COSC Certified Chronometer
The word chronometer simply means a watch that is particularly precise. However, modern Breitling Chronomat watches are COSC-certified chronometers. What does this mean? The Contrôle Officiel Suisse des Chronomètres (COSC) is an independent non-profit organization, which offers a certification service to any Swiss watch brand that submits their watches. This third-party certification increases the trust that a customer may have in a watch, as the manufacturer is so confident in the precision of the watch that they allow an outside organization to validate their claims. COSC performs a number of tests on submitted watches, including the Breitling Chronomat, to test their capabilities. These tests include average daily rate, variation in rates, and difference in rate when the watch is in different positions. COSC also tests how the watch responds to thermal variations, humidity and mechanical shocks. This all adds up to an extraordinarily sturdy and precise Breitling Chronomat.
The Breitling Chronomat name originated as a combination of the words "chronograph" and "mathematics," as the original Chronomat introduced in 1941 featured a chronograph mechanism along with a circular slide rule bezel for performing mathematical calculations. When Breitling re-launched the Chronomat in 1984 on their 100th anniversary, the Chronomat name took on a slightly different meaning, as the new Chronomat did not include a circular slide rule bezel (but for the first time did include an automatic movement).
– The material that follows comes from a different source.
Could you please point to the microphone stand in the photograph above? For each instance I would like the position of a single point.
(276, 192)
Now, the Chronomat name signifies the "chronograph" and "automatic" features of the storied watch. But what is an automatic movement, and how does it work? A movement that is described as automatic includes a weighted rotor that turns as you wear the watch throughout the day. This turning motion winds the mainspring and powers the watch. As long as the watch is worn every day, it should not need to be wound. If the watch is not worn for a day or two, it can simply be wound with its crown to get it started again. The automatic chronograph was a major step forward in movement design, as the integration of both mechanisms is very complex. The Breitling Chronomat elegantly combines both of these features in one robust and capable mechanical watch.